Another great advantage was that the weather, when we landed in April, was much cooler; there was also an ample rainfall, so that there would have been no difficulty about drinking-water, a lack of which in August proved fatal to the attempt made in that hot, dry month. We did not, of course, rely upon a chance rainfall at the time of our landing, for, as I shall show later on, ample provision had been made for carrying and supplying water, at all events for the 29th Division.

Unfortunately, such a plan of campaign as I have outlined was not put into execution. Instead, the force was split up into no less than nine parts, and practically destroyed in detail, or brought to a standstill by the Turks.

The Australian and New Zealand Divisions landed at Anzac, the key position; the 29th Division beat themselves to death attacking six different and almost impregnable positions on the toe of the Peninsula, where, I dare to say, not a single man ought ever to have been landed; in addition to the opposition they met with in Gallipoli they were subjected to a rain of shells from Asia, not only at the time of landing but throughout the whole time we wasted in occupying this utterly (from a military point of view) useless end of the Peninsula.

The Royal Naval Division was sent somewhere in the direction of the Bulair Lines, where it effected nothing, and the two French Divisions made an onslaught on the Asiatic coast, which, although well conceived and most gallantly put into execution, helped the main cause not at all. Of course, they were invaluable in preventing the Asiatic guns from firing on the 29th Division at the time of the landing, but then this Division should of course have been landed at Anzac, where they would have been out of range of those guns. Whatever Turkish force opposed the French at Kum Kale could never have got across the Dardanelles in time to have opposed our landing at or near Anzac.

If it had been thought necessary to make demonstrations on the Asiatic coast, at the toe of the Peninsula, and at the Bulair Lines, this could have been done equally well by sending the empty transports to those places, escorted by a few gunboats, and thus have held the Turks in position by making a pretence at throwing troops ashore at those points.

Of course, it is easy to be wise after the event, but I never did see, and never could see, the point of dividing our force and landing on the southern part of Gallipoli, for, once we had got astride the Peninsula from Anzac to the Narrows, all the Turks to the south of us must have fallen into our mouths, like ripe plums.

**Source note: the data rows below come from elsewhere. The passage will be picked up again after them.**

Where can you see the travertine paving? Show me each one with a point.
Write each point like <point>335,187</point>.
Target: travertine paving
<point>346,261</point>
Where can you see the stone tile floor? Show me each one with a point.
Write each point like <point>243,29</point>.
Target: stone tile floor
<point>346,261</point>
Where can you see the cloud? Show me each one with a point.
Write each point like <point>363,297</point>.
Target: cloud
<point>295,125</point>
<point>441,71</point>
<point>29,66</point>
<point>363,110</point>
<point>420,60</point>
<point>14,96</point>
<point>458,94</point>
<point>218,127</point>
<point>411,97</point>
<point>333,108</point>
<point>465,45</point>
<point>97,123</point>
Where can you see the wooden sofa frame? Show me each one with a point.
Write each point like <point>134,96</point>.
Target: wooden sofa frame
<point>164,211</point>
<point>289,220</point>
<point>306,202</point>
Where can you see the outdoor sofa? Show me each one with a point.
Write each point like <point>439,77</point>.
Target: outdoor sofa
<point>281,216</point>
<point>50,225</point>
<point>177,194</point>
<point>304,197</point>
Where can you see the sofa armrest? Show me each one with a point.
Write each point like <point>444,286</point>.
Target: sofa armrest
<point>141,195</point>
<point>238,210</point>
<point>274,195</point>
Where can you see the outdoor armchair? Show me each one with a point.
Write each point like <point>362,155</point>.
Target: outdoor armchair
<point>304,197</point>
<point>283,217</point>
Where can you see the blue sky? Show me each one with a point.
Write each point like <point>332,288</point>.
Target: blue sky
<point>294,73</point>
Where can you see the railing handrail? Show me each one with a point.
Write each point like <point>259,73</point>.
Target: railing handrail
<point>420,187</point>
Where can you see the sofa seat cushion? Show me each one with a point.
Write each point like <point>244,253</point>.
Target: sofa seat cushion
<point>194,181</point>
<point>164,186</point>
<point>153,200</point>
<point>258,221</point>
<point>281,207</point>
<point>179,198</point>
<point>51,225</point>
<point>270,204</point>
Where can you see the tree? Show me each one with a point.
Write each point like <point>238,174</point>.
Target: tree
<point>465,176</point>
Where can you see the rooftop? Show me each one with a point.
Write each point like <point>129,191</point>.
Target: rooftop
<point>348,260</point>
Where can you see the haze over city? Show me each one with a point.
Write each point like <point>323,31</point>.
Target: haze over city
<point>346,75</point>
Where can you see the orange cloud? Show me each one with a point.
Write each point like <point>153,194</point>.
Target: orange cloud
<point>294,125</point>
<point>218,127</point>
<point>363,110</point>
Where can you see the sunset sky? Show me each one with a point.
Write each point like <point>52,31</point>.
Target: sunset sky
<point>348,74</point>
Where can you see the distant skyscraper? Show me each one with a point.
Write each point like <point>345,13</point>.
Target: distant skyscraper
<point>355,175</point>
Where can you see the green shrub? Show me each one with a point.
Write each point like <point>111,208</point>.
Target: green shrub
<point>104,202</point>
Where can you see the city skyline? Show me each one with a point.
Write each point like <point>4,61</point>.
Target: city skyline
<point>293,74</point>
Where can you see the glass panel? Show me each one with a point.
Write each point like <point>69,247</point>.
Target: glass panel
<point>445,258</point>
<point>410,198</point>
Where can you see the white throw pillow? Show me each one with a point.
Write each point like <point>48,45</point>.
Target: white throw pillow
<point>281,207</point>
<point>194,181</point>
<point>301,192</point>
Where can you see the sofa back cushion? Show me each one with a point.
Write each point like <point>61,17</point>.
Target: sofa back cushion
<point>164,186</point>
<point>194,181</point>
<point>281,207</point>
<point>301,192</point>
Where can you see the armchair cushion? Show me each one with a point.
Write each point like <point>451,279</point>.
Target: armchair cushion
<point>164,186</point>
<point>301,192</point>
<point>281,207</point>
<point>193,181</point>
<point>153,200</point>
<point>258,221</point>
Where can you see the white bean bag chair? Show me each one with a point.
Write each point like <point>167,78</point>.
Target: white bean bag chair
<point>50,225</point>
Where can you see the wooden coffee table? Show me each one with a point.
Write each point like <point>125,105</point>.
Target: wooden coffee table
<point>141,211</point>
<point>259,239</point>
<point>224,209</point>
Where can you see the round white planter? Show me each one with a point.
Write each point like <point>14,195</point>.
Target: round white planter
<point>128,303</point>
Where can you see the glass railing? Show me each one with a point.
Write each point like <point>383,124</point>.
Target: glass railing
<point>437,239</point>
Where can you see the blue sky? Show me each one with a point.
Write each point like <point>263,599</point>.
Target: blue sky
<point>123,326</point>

Napoleon has placed it on record that it is the besetting sin of British commanders to fritter away their forces by dividing them and so laying themselves open to be defeated in detail. It would appear that we have not even yet taken Napoleon's maxim to heart, for if ever there was an occasion on which it was absolutely vital to keep the whole force intact for a mighty blow, it was on that fateful Sunday morning, April 25th, 1915, when one concentrated thrust from Anzac to the Narrows would have undoubtedly placed in our hands the key of the Ottoman Empire.

The Dardanelles campaign will go down to history as the greatest failure sustained by British arms, and yet no more glorious deeds have ever been performed by any army in the world.